Information on entry-level machine learning
In this documentation, basic information about image recognition is explained with CoreML. For the sake of clarity, sample coding will be done on the subject.
What is CoreML?
Apple's machine learning framework.
With Core ML, you can integrate trained machine learning models into your app.
A trained model is the result of applying a machine learning algorithm to a set of training data. The model makes predictions based on new input data. For example, a model that's been trained on a region's historical house prices may be able to predict a house's price when given the number of bedrooms and bathrooms.
-Apple Documentation
Note: To use CoreML framework, you must have the minimum version of Xcode 9 or later.
What is Machine Learning?
Machine Learning (ML) is a branch of Artificial Intelligence (AI). Its purpose is to take any input data (images, text, speech, statistics) then predict the features of behaviors found in the data.
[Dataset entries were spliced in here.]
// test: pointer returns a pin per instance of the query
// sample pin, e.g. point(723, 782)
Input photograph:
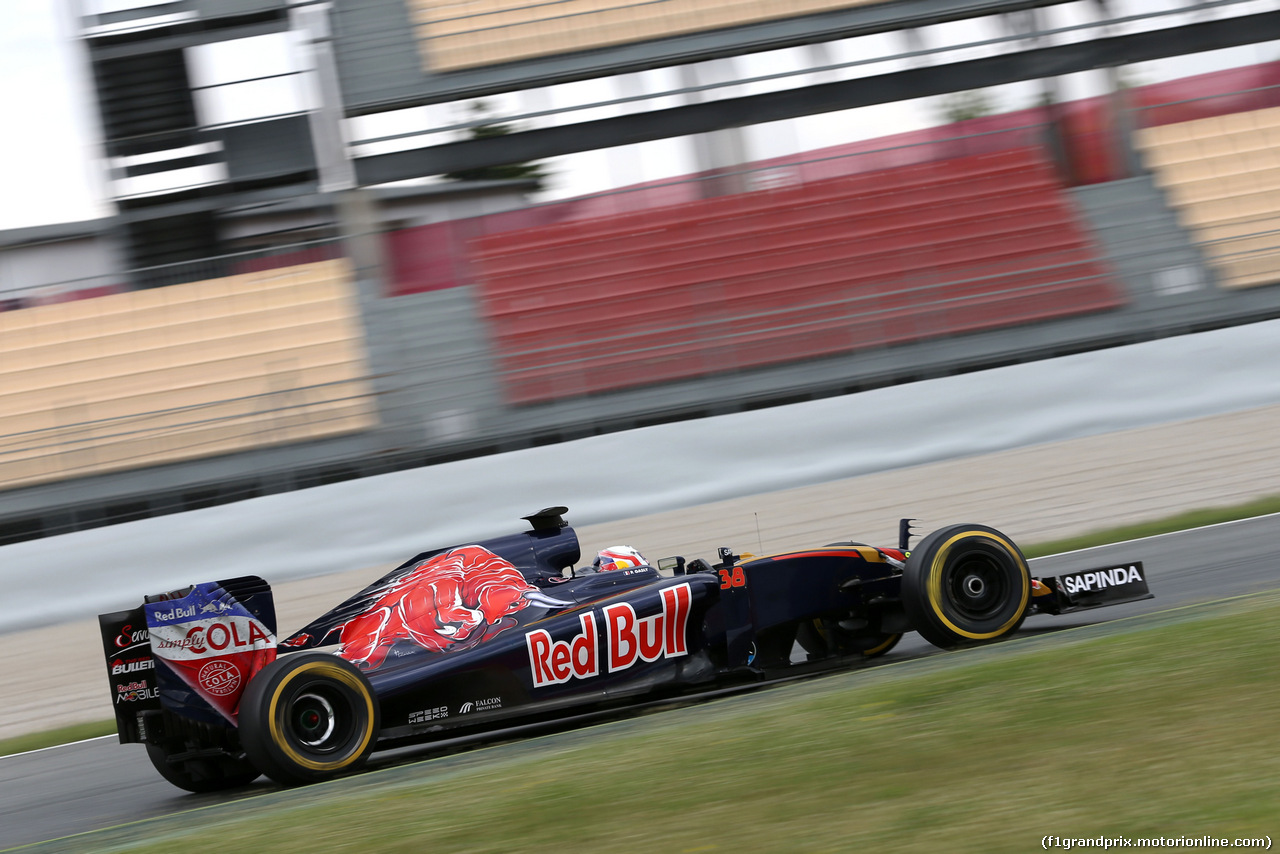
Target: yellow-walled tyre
point(309, 717)
point(965, 584)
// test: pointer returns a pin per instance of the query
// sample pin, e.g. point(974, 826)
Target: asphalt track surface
point(60, 791)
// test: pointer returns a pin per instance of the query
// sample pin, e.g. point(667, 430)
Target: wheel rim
point(319, 720)
point(978, 587)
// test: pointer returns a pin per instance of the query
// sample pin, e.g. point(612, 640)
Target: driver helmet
point(618, 557)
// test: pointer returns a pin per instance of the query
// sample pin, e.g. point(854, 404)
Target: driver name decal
point(627, 639)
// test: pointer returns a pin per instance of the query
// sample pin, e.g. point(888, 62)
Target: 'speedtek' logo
point(627, 639)
point(1101, 579)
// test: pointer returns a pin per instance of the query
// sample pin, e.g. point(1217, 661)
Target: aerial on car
point(478, 638)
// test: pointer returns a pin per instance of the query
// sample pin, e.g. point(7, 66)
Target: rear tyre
point(965, 584)
point(201, 773)
point(309, 717)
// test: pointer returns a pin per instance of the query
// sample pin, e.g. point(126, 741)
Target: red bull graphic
point(213, 644)
point(627, 640)
point(449, 602)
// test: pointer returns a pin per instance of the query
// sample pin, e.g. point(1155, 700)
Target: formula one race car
point(479, 638)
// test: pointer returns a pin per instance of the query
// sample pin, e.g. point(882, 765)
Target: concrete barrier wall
point(653, 470)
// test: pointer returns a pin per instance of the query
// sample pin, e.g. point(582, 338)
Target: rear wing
point(1097, 588)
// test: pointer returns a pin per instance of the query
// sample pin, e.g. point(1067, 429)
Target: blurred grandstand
point(265, 313)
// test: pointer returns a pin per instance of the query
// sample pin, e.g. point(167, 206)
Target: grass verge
point(1153, 726)
point(62, 735)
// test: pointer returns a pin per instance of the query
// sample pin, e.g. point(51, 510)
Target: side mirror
point(675, 563)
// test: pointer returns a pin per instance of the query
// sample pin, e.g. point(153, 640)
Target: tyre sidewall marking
point(935, 587)
point(277, 730)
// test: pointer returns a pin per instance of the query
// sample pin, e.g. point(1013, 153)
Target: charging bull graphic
point(449, 602)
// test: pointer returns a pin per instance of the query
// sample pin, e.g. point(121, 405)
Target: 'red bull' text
point(627, 639)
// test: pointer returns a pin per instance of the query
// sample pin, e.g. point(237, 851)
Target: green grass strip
point(62, 735)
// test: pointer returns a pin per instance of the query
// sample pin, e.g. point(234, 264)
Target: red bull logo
point(627, 640)
point(452, 601)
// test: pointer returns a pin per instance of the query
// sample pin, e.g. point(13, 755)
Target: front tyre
point(965, 584)
point(309, 717)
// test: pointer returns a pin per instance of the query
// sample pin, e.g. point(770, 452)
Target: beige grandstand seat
point(1221, 174)
point(183, 371)
point(462, 33)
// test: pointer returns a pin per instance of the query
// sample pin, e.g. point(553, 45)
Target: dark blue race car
point(480, 638)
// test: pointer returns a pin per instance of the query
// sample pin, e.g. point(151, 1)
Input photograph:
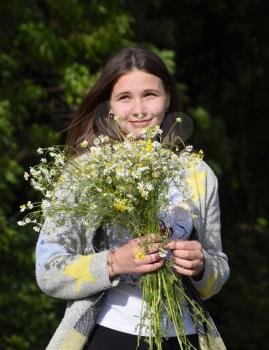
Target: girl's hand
point(139, 255)
point(188, 257)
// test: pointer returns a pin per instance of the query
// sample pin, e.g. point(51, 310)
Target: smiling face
point(139, 100)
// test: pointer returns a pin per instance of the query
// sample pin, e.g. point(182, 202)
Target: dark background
point(50, 54)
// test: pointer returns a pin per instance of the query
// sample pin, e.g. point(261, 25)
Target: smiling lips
point(137, 122)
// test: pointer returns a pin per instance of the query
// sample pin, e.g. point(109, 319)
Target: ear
point(167, 104)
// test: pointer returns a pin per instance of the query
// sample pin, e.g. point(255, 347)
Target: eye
point(150, 94)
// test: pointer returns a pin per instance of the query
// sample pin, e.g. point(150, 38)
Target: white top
point(122, 307)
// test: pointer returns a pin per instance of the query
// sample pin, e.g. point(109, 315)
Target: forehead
point(137, 80)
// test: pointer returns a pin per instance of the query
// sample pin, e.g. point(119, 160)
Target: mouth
point(140, 122)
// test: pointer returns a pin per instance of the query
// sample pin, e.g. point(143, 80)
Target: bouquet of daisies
point(125, 183)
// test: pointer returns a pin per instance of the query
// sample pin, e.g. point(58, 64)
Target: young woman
point(96, 271)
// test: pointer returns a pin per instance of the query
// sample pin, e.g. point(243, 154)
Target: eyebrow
point(144, 91)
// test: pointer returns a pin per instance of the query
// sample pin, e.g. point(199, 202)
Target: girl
point(95, 270)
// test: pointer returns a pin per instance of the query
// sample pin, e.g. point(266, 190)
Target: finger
point(153, 238)
point(185, 272)
point(187, 264)
point(184, 245)
point(152, 258)
point(188, 254)
point(151, 267)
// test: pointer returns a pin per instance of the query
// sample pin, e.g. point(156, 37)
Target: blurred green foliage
point(50, 55)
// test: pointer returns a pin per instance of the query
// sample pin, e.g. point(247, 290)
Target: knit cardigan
point(71, 262)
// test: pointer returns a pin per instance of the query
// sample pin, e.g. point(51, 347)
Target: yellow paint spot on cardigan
point(197, 183)
point(80, 271)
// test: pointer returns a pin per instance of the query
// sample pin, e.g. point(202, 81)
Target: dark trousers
point(103, 338)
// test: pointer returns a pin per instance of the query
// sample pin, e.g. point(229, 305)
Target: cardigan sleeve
point(67, 266)
point(216, 271)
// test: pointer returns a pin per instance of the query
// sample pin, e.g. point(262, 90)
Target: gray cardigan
point(71, 265)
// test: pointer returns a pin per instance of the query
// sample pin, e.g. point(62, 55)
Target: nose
point(139, 109)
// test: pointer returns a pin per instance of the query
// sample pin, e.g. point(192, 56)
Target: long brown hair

ML allows computers, in our case smartphones, to find hidden insights without being explicitly programmed where to look.
Example;
- Face detection
- Facial features detection
- Image Recognition
- Age prediction
input --> Trained Model --> output
Why is machine learning important?
ML can perform tasks that we thought only humans could do. It adds a human feeling to your apps. It makes apps feel βSmartβ.
Conclusion
- ML is not new (only native ios is new)
- ML field is growing exponentially
- ML can make your apps do more
Creating User Interface
For a basic application an imageview, a label and a button will suffice.
Note: Designed version of the application is available on Github repo.
Choosing Photo with UIImagePickerController
First of all, in the file ViewController.swift
, image view, label and button clicked function are defined.
@IBOutlet weak var imageView: UIImageView!
@IBOutlet weak var resultLabel: UILabel!
override func viewDidLoad() {
super.viewDidLoad()
// ...
}
@IBAction func selectBtnTapped(_ sender: Any) {
// ...
}
Before implementing the selectBtnTapped
method, you need to declare UIImagePickerControllerDelegate
and UINavigationControllerDelegate
next to UIViewController
to use Picker View.
class ViewController: UIViewController, UIImagePickerControllerDelegate, UINavigationControllerDelegate {
...
It's ready to implement picker view now.
@IBAction func selectBtnTapped(_ sender: Any) {
let picker = UIImagePickerController()
picker.delegate = self
picker.allowsEditing = true
picker.sourceType = .photoLibrary
self.present(picker, animated: true, completion: nil)
}
And then, implement the didFinishPickingMediaWithInfo
function to complete the photo selection.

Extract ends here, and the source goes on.